Audience make-up changes
Three out of 100 Italians went to the cinema at least once in the last six months, with an average rate of 1.7 times, an increase compared to a decade ago.
Just over 25% go to the cinema at least once a month, with peaks of once a week or more. Almost 80% of audiences sees between two films per month to two films per week on free TV, while 26% of the same group also sees Pay TV films with the same frequency, and rents or buys DVDs in 54% of instances.
Nearly 2.7% admitted to downloading films from the Internet without any fear of prosecution and, of these, 51% say they do so at least once a month. Filmgoers used to this new distribution method belong, for the most part, to the "core group" of movie theatre audiences. Thus, the same young film lovers up to 25 years of age, highly informed on the use of new technologies and titles on release, are the most actively interested in film distribution: from DVDs to theatres, from downloading to videophones to pirated films.
These are the results of DOXA research commissioned by the film industry associations grouped together in ANICA, entitled “A new identikit of audiences: Theatrical film distribution and Internet downloading”.
“Film demand is very high,” said Riccardo Tozzi, president of ANICA producers, “but this demand is not adequately met by the media: theatrical distribution is not sufficient, free TV schedules films within their programming in an incorrect manner, and Pay TV consumes films to an extent not proportional to the resources set aside for them”.

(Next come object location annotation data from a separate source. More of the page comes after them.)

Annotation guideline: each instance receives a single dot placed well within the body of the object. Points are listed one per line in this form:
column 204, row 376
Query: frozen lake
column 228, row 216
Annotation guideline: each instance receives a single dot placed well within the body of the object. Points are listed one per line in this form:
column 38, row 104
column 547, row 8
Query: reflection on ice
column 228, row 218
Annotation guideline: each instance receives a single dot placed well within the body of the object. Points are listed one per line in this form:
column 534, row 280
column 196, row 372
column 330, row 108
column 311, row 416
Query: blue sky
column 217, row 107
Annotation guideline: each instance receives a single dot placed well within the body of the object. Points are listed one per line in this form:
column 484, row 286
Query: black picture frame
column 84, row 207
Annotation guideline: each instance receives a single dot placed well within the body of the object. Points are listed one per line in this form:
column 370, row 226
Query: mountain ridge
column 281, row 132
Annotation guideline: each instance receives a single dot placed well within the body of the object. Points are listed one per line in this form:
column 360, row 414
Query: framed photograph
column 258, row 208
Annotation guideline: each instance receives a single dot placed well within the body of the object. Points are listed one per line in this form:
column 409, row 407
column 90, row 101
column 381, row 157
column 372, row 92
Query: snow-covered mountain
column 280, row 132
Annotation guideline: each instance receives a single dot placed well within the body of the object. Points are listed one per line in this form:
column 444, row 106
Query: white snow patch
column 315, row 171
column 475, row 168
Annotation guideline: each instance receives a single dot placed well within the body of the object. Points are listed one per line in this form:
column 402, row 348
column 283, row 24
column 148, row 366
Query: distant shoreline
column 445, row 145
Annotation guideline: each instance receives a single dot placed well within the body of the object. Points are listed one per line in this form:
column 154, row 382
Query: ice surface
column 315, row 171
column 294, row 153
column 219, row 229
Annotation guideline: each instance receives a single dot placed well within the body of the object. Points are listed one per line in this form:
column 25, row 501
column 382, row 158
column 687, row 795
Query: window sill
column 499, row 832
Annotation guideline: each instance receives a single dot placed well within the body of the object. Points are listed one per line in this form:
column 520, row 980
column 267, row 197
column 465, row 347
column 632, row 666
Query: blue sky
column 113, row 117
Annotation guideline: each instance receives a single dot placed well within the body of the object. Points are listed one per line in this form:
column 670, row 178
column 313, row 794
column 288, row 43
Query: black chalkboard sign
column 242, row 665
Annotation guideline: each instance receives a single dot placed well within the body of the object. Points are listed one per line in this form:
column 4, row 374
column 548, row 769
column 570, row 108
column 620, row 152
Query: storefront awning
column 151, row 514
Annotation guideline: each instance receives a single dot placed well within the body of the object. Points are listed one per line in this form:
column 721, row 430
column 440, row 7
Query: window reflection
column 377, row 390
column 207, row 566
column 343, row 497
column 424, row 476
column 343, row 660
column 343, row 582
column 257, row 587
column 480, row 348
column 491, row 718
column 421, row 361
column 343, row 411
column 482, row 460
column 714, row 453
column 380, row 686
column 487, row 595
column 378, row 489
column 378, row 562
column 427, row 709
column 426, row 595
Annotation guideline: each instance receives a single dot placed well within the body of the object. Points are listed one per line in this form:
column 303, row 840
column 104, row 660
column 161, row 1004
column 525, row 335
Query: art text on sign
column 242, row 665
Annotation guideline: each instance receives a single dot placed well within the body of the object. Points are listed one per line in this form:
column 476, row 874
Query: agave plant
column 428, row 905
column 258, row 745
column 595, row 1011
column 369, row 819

“The resource problem,” continued Tozzi, “exists in all methods of film distribution. The Internet problem is not that people are downloading films, but that they are doing it for free, without recompensing the film system for that distribution. There is thus a need for an overall system that gives cinema, from the point of view of resources as well, that which cinema gives to all the forms of media in which it is present.”